Updated: May 12, 2021 8:52:11 pm
At least ten flightless insect species have been discovered in temporary ecosystems like rock pools along the Western Ghats, which survive up to two consecutive monsoon seasons.
The observations were made by a group of Pune-based researchers — Shruti Paripatyadar, Sameer Padhye and Anand Padhye — who studied 36 small water bodies formed in the laterite rock outcrops, known as rock pools. The insect samples were primarily collected from Kusawade, Mhavashi and Panchgani sites in southwestern Maharashtra during 2015 and 2016. These habitats exist temporarily and are formed by the accumulation of water following rainfall.
The Indian summer monsoon season between June and September brings very high rainfall (over 1,000 mm) along these sites. The rainwater creates the perfect ecosystem for these Heteroptera species or simply the aquatic bug species.
“Of the 25 aquatic species studied at the three locations, ten were flightless. Despite having wings, these insects lacked the ability to fly. They instead bred and thrived on the food available in the water accumulated inside the rock pools formed during the rainy season,” said Shruti Paripatyadar, lead author of a recent study published in the International Review of Hydrobiology.
As these species of insects are active disperses, it is believed they hop ecosystems in search of suitable living conditions but choose temporary habitats like rock pools for breeding purposes. But the discovery of flightless specimens within this ecosystem has come as a revelation to scientists.

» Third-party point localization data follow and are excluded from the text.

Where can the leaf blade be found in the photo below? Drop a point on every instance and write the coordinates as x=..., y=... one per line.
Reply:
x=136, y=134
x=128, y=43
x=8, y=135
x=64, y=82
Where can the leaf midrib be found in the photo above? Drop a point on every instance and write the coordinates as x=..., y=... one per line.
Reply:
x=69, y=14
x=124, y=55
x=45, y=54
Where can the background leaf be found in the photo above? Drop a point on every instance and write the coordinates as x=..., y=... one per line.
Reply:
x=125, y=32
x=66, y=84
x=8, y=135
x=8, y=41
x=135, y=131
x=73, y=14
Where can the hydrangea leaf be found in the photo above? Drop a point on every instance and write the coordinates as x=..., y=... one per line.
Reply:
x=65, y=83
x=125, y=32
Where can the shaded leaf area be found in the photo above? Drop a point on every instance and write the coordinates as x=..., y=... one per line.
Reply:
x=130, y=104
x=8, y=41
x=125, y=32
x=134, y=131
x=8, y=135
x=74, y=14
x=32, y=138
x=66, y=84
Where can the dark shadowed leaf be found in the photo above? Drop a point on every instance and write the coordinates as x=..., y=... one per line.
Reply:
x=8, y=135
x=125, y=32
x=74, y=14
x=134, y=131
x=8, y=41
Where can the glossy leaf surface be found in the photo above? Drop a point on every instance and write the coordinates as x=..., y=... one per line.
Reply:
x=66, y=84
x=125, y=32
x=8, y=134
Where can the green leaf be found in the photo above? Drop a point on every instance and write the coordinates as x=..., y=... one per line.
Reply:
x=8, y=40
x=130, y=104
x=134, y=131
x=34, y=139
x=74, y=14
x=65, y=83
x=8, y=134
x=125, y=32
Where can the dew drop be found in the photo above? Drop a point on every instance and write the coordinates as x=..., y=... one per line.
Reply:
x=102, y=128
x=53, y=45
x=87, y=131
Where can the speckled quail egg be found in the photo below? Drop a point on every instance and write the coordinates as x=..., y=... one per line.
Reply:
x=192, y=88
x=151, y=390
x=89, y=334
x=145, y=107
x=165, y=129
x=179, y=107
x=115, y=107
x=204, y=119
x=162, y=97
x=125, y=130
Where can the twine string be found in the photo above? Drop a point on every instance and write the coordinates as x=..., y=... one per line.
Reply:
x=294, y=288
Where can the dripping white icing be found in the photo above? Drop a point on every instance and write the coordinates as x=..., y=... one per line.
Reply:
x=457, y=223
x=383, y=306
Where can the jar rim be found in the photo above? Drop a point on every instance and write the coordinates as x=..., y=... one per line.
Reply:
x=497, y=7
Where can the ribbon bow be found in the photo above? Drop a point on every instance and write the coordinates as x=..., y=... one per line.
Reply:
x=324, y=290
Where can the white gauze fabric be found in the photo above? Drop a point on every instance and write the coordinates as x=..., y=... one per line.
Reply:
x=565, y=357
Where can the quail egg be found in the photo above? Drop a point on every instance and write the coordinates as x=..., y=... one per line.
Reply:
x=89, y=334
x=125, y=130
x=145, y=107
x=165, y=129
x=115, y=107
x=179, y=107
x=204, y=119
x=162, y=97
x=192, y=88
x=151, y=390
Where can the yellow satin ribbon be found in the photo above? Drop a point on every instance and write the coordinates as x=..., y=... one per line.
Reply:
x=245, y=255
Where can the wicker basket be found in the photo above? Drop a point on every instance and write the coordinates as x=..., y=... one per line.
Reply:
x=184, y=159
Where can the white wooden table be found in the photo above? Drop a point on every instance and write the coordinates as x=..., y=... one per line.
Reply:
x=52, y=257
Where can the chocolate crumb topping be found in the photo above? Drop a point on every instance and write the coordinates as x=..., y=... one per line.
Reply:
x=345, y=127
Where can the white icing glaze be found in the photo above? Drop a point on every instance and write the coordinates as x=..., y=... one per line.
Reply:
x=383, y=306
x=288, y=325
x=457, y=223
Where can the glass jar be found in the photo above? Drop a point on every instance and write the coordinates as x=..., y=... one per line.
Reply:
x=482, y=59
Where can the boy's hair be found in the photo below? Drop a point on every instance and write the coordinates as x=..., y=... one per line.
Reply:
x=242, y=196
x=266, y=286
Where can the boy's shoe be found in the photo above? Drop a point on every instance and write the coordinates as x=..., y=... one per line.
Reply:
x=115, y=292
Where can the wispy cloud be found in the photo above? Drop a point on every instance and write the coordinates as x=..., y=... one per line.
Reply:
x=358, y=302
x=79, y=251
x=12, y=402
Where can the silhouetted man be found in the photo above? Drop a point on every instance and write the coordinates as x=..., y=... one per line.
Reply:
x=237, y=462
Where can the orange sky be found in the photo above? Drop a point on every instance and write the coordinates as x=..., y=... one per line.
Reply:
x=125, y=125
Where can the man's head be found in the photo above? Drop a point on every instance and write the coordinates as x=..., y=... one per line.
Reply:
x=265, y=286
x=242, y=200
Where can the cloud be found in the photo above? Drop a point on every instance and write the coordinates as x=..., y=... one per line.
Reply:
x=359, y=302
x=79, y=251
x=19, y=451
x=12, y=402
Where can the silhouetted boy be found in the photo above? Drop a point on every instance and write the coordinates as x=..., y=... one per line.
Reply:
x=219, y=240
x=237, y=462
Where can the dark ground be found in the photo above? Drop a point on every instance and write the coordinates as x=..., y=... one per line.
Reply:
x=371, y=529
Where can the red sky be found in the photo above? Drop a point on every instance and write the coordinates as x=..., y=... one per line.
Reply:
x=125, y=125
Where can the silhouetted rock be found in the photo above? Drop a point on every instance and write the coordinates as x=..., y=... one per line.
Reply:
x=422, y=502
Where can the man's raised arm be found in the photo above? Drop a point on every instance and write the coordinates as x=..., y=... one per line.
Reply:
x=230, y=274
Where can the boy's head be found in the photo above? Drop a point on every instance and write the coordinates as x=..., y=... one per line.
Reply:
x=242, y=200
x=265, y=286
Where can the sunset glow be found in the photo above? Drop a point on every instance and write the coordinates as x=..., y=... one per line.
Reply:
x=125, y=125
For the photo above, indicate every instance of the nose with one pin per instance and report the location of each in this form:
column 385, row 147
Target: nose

While monsoon may be the key driver of life for these bugs, the quality and its effect on their survival is yet to be fully understood, said Padhye, the study’s co-author. The species’ abundance inside these pools was noted to peak during the mid-monsoon season as compared to the onset and withdrawal phases of the monsoon.
He said, “Water remains accumulated in the rock pools for a maximum period of six months. Our analysis using water pH, salinity, depth and size of the rock pool values has not shown any direct link to the breeding or survival of these insects.” Padhye works with Biologia Life Science LLP, Ahmednagar.
The researchers noted that due to their innate ability to fly and disperse locally, the flying species in different pools shared more species than their flightless counterparts.
“As they sense the depletion of water in the pools, those able to fly migrate to pools that still hold water,” said Paripatyadar.